I have no problem starting with free drivers. Right now, I have Debian stable installed in all my machines (including those of my friends and relatives). I always use the netinstall image so, as you know, I end up with an almost 100 % free software system (well, in certain machines, this is not possible and workarounds are required). I am not asking to have the proprietary drivers in the installation CD.
The question is that some distros, before releasing any upgrade, try to take into account all kinds of situations, including the users with proprietary drivers installed. Others, follow the philosophy of "we just don't care about you because you are not representative/pure/knowledgeable enough for our standards".

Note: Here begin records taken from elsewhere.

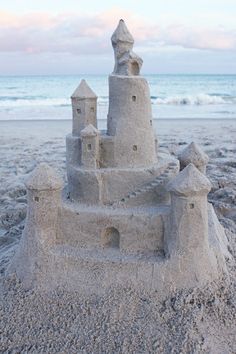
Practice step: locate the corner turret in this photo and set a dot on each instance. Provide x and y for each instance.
(84, 107)
(193, 154)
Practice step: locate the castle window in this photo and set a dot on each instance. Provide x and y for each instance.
(110, 238)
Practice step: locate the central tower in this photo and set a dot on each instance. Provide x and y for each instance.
(130, 114)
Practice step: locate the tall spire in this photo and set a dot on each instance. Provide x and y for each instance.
(122, 34)
(127, 63)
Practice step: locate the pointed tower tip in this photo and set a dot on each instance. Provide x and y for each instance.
(190, 181)
(83, 91)
(122, 34)
(44, 177)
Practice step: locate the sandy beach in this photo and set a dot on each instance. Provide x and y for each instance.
(122, 320)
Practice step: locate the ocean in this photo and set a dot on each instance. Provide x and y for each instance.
(172, 96)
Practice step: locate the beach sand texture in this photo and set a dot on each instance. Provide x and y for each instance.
(122, 320)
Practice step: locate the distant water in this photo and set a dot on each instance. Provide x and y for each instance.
(172, 96)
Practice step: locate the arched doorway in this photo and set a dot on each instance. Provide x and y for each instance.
(110, 238)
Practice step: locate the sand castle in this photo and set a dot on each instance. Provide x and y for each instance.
(128, 215)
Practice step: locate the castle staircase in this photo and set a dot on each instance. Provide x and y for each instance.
(153, 191)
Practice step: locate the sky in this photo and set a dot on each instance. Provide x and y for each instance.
(45, 37)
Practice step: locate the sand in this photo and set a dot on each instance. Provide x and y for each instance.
(122, 320)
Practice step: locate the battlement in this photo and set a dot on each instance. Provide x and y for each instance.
(130, 216)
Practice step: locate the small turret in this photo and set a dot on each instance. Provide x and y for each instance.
(188, 234)
(193, 154)
(90, 147)
(44, 198)
(84, 107)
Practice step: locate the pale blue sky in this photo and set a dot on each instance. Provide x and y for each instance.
(73, 36)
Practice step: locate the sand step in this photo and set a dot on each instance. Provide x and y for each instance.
(159, 180)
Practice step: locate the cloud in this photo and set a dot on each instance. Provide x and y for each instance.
(81, 35)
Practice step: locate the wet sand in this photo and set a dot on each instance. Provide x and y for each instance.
(123, 320)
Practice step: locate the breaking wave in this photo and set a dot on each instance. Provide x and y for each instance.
(198, 100)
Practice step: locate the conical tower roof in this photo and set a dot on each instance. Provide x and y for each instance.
(122, 34)
(189, 182)
(193, 154)
(44, 178)
(83, 91)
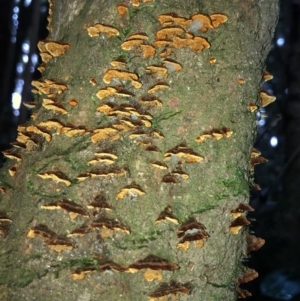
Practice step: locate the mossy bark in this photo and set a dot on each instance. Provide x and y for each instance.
(202, 97)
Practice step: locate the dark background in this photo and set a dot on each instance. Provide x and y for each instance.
(277, 205)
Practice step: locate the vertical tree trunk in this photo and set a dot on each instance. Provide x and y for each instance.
(212, 91)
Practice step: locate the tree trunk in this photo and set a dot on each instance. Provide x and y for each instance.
(212, 91)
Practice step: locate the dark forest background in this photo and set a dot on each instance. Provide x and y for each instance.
(277, 205)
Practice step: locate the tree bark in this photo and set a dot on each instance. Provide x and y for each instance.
(202, 97)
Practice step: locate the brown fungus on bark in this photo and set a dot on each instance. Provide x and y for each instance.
(237, 224)
(56, 176)
(132, 190)
(172, 289)
(253, 243)
(241, 208)
(266, 98)
(72, 208)
(249, 275)
(167, 216)
(154, 266)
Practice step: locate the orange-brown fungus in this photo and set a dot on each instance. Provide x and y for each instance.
(266, 98)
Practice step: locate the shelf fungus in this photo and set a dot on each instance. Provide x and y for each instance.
(183, 153)
(266, 76)
(100, 203)
(249, 275)
(132, 190)
(108, 226)
(172, 289)
(122, 75)
(97, 29)
(253, 243)
(252, 107)
(154, 266)
(5, 223)
(266, 98)
(241, 208)
(70, 207)
(167, 216)
(56, 176)
(105, 133)
(237, 224)
(190, 231)
(50, 49)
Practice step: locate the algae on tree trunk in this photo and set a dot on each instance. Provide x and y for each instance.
(107, 149)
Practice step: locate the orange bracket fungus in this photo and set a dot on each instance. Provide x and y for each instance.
(248, 276)
(172, 289)
(154, 266)
(237, 224)
(266, 98)
(98, 29)
(132, 190)
(69, 206)
(167, 215)
(56, 176)
(241, 209)
(253, 243)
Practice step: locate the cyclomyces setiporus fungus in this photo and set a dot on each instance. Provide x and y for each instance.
(183, 153)
(266, 98)
(167, 215)
(190, 231)
(253, 243)
(56, 176)
(70, 207)
(132, 190)
(241, 208)
(237, 224)
(97, 29)
(172, 289)
(248, 276)
(109, 226)
(154, 266)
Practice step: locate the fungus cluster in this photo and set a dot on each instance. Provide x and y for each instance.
(50, 49)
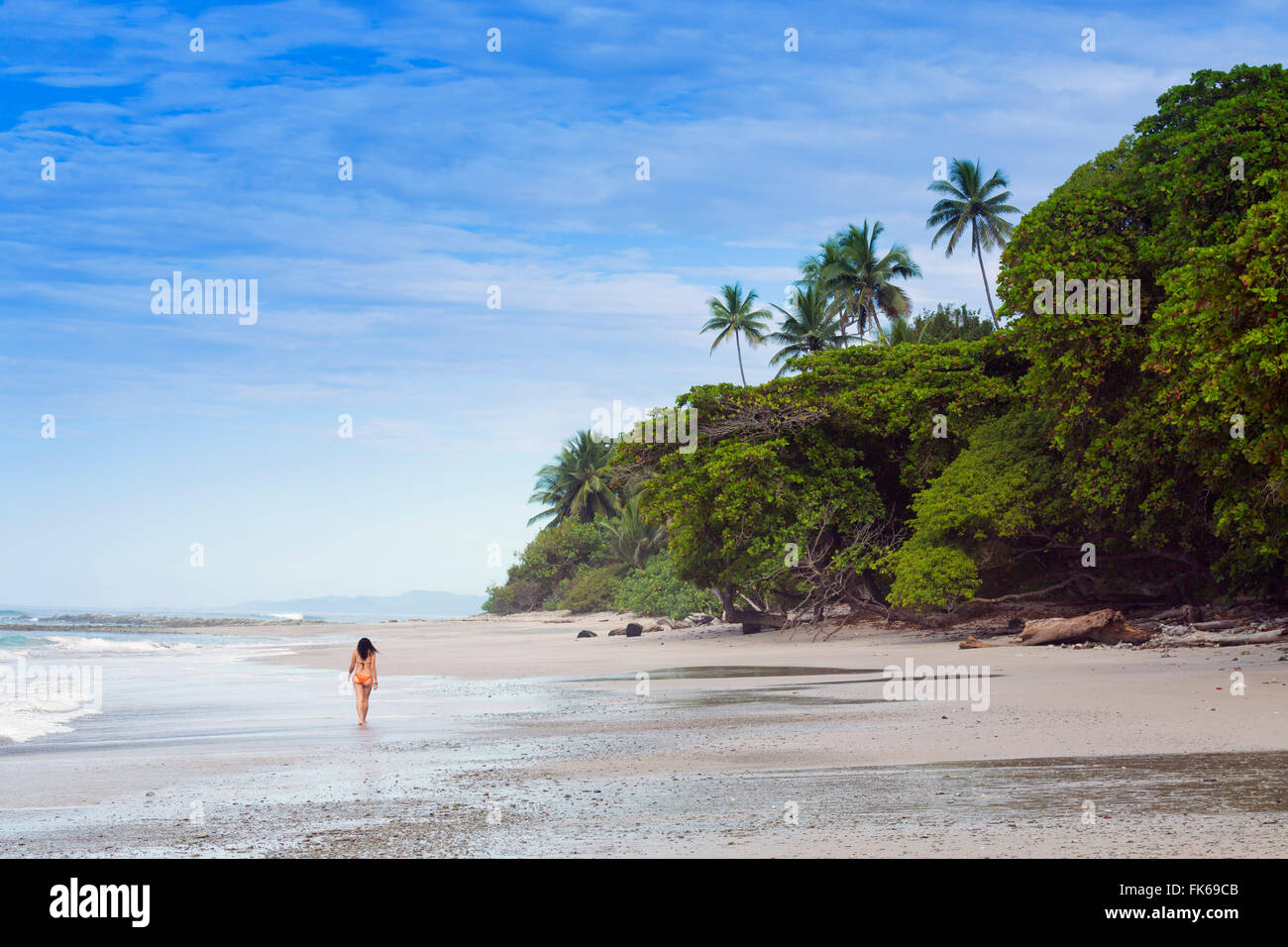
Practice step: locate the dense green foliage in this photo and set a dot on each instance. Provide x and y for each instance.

To be honest, I am happy enough with Debian Stable. Only every so often I need a new feature that is only available in more recent versions of a program. If there are few, non-essential dependencies, I just pull the new version from Sid repos. Otherwise, I compile it from source. The problem is that, towards the end of the release cycle, Stable is really old and so you end up with a hybrid (stable-unstable) system. Another, related, problem is that certain developers use only the most recent version of libraries (even development versions), which forces you to be always current in order to compile their code. That is why I would be interested in a Sid-based distro which is stable enough so that you can spend 99.90 % of the time working and only 0.10 % fixing regressions and other issues after upgrades. But maybe this is impossible and a hybrid system actually offers the best trade-off. This is what I would like to find out.